The determination of cultural uniqueness for a P-3 visa doesn’t stop with, for example, an artist review in The New York Times. Covey said.
“How do we know that The New York Times is important? You include documentation to show how many Pulitzer Prizes The New York Times has won so that you can trust what it said about the artist. How do we know that the Pulitzer Prize is international? (So) you include information about the Pulitzer Prize in order to validate The New York Times in order to validate what they’ve said about the artist.”
“A system that was designed to be fairly flexible and fairly efficient has become incredibly inflexible and inefficient, legally unnecessary, and largely without any particular policy purpose.”
Ultimately, three weeks before performance dates were scheduled, Elastic secured two types of visas for the musicians: a single O-1 visa for the “lead musician” and additional O-2 visas for the rest of the group. O-1 visas are granted to “a person with extraordinary skill in sciences, art, education, business, or athletics,” and O-2 visas are approved for persons “essential” to the performance by the person with an O-1 visa. At a significant cost to Elastic, both financially and programmatically, the group performed in Chicago in September.
On the visa process alone, Elastic spent roughly $8,000, or 16% of its grant.
Once the visas were arranged, other problems followed: the cost of international plane tickets had doubled, one musician now had a conflict, and Elastic had less time to promote the performance. Other rising costs forced Elastic to use money from general operations to run the program.
This is not uncommon, according to Covey. “Where we see this kind of heartbreak is when it’s a local or regional arts organization that doesn’t do this very often. Suddenly, you’ve gone from thinking $190 for three people in a trio and now we’re talking $10,000.”
Expecting artists to apply for the visa merely shifts the existing burden.
Rui Sha, a Chicago-based installation artist from Beijing who spent $7,000 to $8,000 to secure the coveted O-1 visa. Sha pursued the O-1 because it doesn’t require employer sponsorship and gives the greatest flexibility to work as a freelancer in the U.S. Still, the O visa doesn’t guarantee employment, as Sha learned when an arts organization revoked a job offer after learning that she held an O visa.
According to Sha, who did not want to name the Chicago-based institution, the organization explained that it “didn’t really need someone with extraordinary ability to fill this role.”

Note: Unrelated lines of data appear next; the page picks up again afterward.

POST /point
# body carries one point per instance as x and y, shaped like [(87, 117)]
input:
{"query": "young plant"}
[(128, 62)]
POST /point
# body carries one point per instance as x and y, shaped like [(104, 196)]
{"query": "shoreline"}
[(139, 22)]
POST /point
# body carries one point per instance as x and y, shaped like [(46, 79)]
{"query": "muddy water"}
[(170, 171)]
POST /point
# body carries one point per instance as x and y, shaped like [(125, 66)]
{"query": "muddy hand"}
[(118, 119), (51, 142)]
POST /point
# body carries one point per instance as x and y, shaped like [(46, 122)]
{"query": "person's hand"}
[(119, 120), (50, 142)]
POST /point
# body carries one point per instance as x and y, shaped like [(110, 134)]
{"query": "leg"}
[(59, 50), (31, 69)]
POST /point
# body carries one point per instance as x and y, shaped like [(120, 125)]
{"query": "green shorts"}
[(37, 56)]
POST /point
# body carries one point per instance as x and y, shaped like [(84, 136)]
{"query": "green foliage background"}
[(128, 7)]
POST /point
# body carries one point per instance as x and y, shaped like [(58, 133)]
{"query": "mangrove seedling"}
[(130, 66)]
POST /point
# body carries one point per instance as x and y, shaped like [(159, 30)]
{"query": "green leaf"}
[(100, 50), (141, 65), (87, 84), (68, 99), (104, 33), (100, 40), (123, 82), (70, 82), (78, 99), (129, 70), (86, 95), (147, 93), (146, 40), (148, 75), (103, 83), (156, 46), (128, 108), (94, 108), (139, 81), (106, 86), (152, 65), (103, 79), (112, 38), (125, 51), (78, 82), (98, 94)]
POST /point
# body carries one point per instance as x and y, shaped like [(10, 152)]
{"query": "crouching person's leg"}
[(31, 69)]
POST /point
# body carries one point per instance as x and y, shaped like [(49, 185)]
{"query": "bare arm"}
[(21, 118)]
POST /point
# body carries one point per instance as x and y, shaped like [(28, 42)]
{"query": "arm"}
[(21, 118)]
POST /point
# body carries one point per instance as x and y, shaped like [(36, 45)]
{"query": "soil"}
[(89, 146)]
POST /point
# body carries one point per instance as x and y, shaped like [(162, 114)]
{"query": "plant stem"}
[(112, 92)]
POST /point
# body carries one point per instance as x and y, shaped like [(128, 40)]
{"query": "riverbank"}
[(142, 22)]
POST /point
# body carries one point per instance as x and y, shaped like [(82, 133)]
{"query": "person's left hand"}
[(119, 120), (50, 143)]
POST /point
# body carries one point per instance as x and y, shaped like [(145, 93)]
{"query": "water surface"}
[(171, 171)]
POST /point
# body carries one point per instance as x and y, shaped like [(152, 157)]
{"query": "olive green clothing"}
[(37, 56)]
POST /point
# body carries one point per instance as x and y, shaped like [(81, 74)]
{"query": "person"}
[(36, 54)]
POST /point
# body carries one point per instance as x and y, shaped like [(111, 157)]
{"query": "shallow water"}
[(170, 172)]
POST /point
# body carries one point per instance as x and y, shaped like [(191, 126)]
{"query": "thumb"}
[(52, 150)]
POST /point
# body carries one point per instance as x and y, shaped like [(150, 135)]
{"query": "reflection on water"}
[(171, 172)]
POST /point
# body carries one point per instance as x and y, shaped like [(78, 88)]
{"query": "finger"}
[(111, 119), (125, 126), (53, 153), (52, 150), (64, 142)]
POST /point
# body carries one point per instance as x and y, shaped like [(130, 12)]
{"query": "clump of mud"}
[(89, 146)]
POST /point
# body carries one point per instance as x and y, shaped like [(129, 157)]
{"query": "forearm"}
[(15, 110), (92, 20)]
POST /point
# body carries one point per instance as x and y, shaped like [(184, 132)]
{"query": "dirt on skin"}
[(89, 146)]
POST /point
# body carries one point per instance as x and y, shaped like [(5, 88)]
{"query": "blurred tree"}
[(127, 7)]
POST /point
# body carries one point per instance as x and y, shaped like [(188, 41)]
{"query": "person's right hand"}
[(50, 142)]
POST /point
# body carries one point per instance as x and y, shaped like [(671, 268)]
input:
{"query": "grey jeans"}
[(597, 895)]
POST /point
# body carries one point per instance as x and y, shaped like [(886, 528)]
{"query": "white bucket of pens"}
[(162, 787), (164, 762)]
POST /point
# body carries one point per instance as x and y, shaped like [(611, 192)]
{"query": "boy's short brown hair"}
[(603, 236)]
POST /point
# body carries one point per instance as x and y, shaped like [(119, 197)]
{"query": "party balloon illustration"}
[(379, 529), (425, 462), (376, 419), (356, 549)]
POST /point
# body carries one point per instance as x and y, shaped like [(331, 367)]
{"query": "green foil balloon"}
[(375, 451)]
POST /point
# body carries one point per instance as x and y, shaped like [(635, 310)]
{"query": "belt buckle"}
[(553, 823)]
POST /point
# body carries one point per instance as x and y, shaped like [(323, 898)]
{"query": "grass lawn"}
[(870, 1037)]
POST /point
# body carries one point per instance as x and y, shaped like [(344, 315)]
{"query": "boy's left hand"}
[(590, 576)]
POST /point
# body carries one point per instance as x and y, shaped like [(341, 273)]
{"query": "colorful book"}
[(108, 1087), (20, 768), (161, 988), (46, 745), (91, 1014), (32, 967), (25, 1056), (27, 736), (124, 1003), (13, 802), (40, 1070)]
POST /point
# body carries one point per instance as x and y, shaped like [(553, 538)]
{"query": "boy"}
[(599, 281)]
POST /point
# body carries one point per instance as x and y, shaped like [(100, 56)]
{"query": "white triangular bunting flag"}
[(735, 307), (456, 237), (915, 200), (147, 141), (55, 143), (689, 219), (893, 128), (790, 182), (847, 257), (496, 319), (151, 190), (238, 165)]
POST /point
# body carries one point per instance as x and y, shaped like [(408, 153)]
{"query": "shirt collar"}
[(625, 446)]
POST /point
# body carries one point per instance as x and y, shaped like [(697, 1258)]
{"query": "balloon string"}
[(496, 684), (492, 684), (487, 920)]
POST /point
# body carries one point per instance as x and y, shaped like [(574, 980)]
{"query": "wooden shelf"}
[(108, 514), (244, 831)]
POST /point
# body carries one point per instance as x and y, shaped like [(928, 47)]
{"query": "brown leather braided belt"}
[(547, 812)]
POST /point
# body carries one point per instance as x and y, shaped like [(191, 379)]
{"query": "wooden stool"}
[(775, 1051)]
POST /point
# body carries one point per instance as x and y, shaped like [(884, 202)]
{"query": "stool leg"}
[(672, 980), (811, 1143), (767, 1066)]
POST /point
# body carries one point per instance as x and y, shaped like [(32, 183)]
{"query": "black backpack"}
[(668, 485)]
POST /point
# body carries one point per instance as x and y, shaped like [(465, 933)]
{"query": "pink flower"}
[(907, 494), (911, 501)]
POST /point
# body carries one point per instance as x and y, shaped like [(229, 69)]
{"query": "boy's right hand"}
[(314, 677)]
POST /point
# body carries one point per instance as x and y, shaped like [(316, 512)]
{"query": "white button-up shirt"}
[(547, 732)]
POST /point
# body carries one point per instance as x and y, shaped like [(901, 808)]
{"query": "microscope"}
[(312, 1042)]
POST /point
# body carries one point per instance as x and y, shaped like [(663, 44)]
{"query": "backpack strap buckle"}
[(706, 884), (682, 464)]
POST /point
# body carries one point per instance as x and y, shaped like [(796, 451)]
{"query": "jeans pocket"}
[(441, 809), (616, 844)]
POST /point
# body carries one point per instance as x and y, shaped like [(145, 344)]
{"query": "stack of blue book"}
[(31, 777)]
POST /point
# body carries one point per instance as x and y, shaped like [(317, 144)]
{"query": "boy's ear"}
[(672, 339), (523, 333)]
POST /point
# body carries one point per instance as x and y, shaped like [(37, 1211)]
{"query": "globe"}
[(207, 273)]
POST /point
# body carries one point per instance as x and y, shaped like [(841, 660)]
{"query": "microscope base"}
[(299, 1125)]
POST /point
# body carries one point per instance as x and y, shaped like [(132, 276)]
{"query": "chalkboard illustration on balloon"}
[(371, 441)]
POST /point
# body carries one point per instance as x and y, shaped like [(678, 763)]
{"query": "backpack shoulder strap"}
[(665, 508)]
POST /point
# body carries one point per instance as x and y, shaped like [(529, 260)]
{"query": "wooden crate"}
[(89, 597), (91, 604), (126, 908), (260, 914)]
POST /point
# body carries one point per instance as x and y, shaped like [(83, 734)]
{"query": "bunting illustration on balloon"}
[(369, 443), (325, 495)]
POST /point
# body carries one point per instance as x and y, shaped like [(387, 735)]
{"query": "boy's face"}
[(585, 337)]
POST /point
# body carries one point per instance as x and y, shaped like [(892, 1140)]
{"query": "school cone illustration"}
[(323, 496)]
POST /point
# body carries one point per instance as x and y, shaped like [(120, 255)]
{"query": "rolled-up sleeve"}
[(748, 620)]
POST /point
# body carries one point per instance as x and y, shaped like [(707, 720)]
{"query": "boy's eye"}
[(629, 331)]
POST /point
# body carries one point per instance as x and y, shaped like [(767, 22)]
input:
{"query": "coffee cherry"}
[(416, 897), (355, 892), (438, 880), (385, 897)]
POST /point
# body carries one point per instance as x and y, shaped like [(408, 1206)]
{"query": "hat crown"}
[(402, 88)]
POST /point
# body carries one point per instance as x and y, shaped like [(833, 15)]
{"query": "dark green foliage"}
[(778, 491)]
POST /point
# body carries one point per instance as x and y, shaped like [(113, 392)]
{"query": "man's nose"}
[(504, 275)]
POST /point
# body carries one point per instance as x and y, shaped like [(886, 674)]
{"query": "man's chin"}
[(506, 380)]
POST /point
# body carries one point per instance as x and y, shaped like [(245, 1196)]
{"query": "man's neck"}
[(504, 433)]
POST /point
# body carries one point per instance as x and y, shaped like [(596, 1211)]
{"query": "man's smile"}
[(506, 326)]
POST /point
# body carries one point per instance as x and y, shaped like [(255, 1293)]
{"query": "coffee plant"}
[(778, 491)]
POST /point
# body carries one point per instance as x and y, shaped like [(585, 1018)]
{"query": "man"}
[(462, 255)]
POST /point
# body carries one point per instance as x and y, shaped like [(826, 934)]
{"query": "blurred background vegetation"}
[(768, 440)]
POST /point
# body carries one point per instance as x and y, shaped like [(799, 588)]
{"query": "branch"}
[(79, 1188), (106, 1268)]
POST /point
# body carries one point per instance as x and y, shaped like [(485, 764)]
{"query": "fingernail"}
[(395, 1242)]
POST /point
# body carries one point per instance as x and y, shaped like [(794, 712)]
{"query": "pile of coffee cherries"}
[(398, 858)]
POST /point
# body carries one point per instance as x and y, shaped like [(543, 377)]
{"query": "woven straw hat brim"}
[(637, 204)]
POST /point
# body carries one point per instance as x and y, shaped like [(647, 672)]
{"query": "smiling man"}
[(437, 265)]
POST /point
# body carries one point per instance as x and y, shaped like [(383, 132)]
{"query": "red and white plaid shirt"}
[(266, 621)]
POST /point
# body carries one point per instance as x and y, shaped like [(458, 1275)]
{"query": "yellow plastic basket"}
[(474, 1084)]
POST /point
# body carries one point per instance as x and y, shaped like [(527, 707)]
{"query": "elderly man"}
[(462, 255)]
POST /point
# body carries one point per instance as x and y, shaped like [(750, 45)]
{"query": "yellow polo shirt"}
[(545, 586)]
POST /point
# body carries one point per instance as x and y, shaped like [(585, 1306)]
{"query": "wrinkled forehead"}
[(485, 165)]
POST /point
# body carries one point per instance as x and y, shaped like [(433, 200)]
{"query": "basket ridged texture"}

To generate awareness of these problems and identify efficient solutions, Tamizdat annually publishes The White Paper on Artist Mobility in the U.S. on its website, outlining needed changes, most of which center around efficiency, evidentiary burdens, and timeliness.
After a decade of work, an October meeting is scheduled for various stakeholders, including Homeland Security, Immigration, the Department of State, the National Endowment of Arts, and an ad hoc coalition of arts organizations known as the “Performing Artist Visa Working Group.”
Organized by the League of American Voices and Tamizdat on behalf of the coalition, the meeting will discuss priorities to the process. “This is a response and engagement from the government that we’ve never seen before,” Covey said. “I am hopeful.”